Tuna Tinning With Slow Food Seattle

For the past two years, I’ve had the pleasure of serving as a board member for Slow Food Seattle, our local chapter of the international organization dedicated to, among other things, preserving local food traditions, increasing awareness of and interest in the foods we can grow and enjoy in our own backyard, and promoting the use of good, clean, and fair practices in food production.

Our group puts on several hands-on events each year, and without a doubt my favorite is the annual “Time to Tin A Tuna” workshop, coordinated by SFS’s resident fisherwoman Amy G, and presided over by Bellingham fisherman Jeremy Brown.

Once a year, Jeremy comes down to Seattle with about 1000 pounds of Northwest wild Albacore tuna,  and  guides a group of Slow Food members and friends through the steps of breaking down the fish and processing it into 8-ounce jars. The result is, in my opinion, the best canned tuna you’ll ever have,  and so a few Sundays ago I put on old clothes, picked up my chef’s knife, and headed down to Gourmondo‘s South Seattle catering kitchen to get my tuna on.

Step One: skinning and cutting tuna into boneless chunks.

 

Step Two: trimming tuna chunks and stuffing into jars

After the first team breaks down the tuna into fist-sized chunks, removing large bones and skin, the fish is taken on large trays over to a second station, where a group of us trimmed it into smaller, even pieces and removed the smaller bones and cartilage. Then another group packed it into jars with about a quarter cup of olive oil, pinch of salt, and the secret ingredient – a chunk of carrot. Why carrot? It adds a hint of sweetness and keeps the fish from developing a tinny taste when it’s cooked at high temperatures. 
 
After their rims are wiped clean, the jars are sealed and placed on racks, awaiting their turn in the line of pressure cookers that Gerry and his team man throughout the day. The jars cook for 90 minutes and come out sealed and shelf-stable. 
 

Step Three: Clean rims, seal jars, and place on racks to await cooking

 

Step Four: Cook the heck out of the tuna in a pressuer cooker to make it shelf-stable.

 
Step Five: Check seals, wait for tuna to cool, take home and enjoy!

All in all, the tuna tinning is a great afternoon with a bunch of fun people and, as I mentioned, there really is no comparison between the finished product and the stuff (even the good stuff) you get in a grocery store.

Last year I bought two cases of our Slow Food tuna and gave several away as Christmas gifts. This year, I hope to keep a bit more of it for myself  and use it in healthy, delicious recipes like the one below, which I have made several times for a quick, filling dinner. In the spring, I substitute chopped asparagus for the olives and you could also probably use spinach.
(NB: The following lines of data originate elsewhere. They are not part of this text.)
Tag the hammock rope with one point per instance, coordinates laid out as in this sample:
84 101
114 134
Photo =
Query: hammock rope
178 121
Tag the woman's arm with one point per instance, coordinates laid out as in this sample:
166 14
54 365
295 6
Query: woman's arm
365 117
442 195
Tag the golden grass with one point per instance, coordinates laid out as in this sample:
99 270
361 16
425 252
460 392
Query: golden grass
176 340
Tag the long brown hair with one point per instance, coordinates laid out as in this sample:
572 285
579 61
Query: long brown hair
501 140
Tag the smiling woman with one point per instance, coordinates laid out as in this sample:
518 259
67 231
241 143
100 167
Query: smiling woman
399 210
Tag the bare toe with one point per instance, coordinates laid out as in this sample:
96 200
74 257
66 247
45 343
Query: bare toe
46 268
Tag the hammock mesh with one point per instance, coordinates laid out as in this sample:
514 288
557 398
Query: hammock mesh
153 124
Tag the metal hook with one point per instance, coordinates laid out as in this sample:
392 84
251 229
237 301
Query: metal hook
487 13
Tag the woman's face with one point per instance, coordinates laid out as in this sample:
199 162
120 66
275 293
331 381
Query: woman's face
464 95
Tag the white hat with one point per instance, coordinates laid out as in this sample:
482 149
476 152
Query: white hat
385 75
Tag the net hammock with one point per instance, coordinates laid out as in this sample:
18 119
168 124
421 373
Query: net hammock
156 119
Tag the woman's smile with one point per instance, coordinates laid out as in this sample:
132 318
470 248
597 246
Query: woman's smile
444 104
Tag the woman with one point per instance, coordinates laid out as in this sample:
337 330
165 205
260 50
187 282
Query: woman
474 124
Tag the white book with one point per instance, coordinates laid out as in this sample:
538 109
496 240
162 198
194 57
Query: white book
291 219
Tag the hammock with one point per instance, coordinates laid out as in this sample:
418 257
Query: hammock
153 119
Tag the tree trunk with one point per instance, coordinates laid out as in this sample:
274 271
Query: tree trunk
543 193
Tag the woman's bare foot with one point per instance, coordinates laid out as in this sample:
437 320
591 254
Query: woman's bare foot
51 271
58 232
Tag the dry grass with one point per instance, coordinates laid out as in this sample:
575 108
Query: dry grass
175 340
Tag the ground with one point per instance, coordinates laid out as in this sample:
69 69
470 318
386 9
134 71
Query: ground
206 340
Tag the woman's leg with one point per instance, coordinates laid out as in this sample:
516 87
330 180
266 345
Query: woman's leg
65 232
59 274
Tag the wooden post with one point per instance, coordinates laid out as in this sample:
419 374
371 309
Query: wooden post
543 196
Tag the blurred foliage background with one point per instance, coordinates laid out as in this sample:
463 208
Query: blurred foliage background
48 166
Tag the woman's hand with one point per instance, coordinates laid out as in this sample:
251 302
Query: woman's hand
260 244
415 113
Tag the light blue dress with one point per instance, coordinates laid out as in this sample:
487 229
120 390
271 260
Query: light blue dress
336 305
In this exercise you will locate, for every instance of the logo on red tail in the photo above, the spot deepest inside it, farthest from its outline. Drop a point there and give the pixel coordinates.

My Slow food buddies are a great group of people and I highly recommend checking out your local chapter. If that chapter happens to be Seattle, I hope you’ll join us for our next event!

Lemony Tuna Pasta

Serves 3-4 with leftovers

Ingredients:

1 lb. penne, bowtie, or rotini pasta

 8 ounce jar or 2 cans tuna fish

juice and zest of 1 lemon OR dice of one preserved lemon

1/2 cup kalamata olives, chopped

2 tbs parsley, chopped

2 tbs olive oil

salt

pepper

parmesan cheese

Method:

Bring water to boil in a large pot and cook pasta as directed.

While pasta is cooking, drain tuna and mash with a fork in a bowl with olives, parsley, and lemon zest. Add lemon juice to taste.

When pasta is cooked, drain and return to pot. Add olive oil, tuna mixture, and more lemon juice to taste. Season with salt and pepper. Serve topped with parmesan cheese.